The script was familiar, written in the same hand as the commentary of the first part of the Book. No breath of Paradise imbued it, no Ished scent, and it felt more fragile than the Book itself under Huy’s nervous hands. Disappointment flooded him as he read.

Yet the Light cast a shadow,
grim and terrible,
which, passing downwards,
became like restless water,
chaotically casting forth spume like smoke.

“But this has nothing to do with Atum making transformations!” he cried out, lifting both hands so that the scroll rolled up with an audible rustle. “It is no help at all! Where are the Twos and Fours and Eights?”

Mentuhotep leaned across the desk and deftly removed the papyrus. “You must be more gentle. It is quite brittle.”

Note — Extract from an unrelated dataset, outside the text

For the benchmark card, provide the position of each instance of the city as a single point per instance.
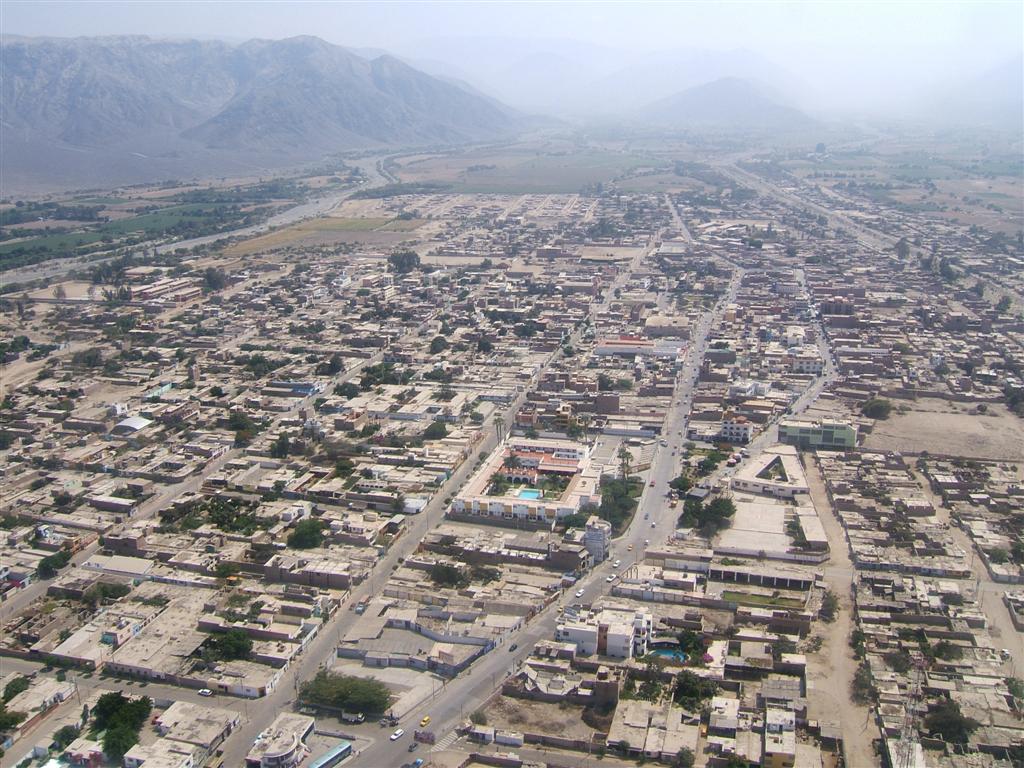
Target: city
(557, 451)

Huy laid his folded arms on the smooth surface before him and his head sank onto them. For a long time the room was quiet. Both were still, Huy with his eyes tightly closed and Mentuhotep watching him, breathing easily. Finally Huy stirred and, to Mentuhotep’s surprise, slid onto the floor with his knees up and his hands entwined across his chest. “I cannot treat this part of the Book as separate from the first,” he said dully. “I must go back to the beginning. Atum enters the First Duat, that is, he wills himself to change. He becomes—what? ‘Let us call Spirit pure energy—but it is known to us only as light.’ Therefore Atum becomes Light. He becomes Ra-Atum. Ra-Atum.” He turned his head and peered up at Mentuhotep. “That’s why the Ished Tree is in Ra’s temple at Iunu, isn’t it? Because the very first transformation was from consciousness, to will, to Light.” He did not wait for any confirmation but went back to staring at the ceiling. “‘Yet the Light cast a shadow,’” he murmured. “How is that line in the commentary tied to the words of the second part of the Book? And if the first part is correct, and Atum is alone and he becomes Light, then how can he cast a shadow? There was nothing for the light to fall on and make a shadow.” Ignoring Mentuhotep’s exclamation, he rubbed at his forehead. “Yet the first part clearly states ‘Let us call light First—but it is known only through darkness.’”

“It has always seemed to me like blasphemy to attempt to dissect these holy things as though we were slicing open a body in the House of the Dead,” Mentuhotep put in. His voice was unsteady. “Yet the end result for a body is beautification. It is not blasphemy for you, Huy. It is your task. Are you aware that light does indeed cast a shadow without an object to stand in its way? I had not considered it until now. I had accepted the birth of chaos as a deliberate act of Ra-Atum.”

Huy sat up, swivelling to face the High Priest. “Tell me how!”

“No one knows how, but if you hold a piece of new white linen very close to the flame of a candle, stretching the linen so that there are no folds, a faint shadow with no cause can be seen. It is a mystery.”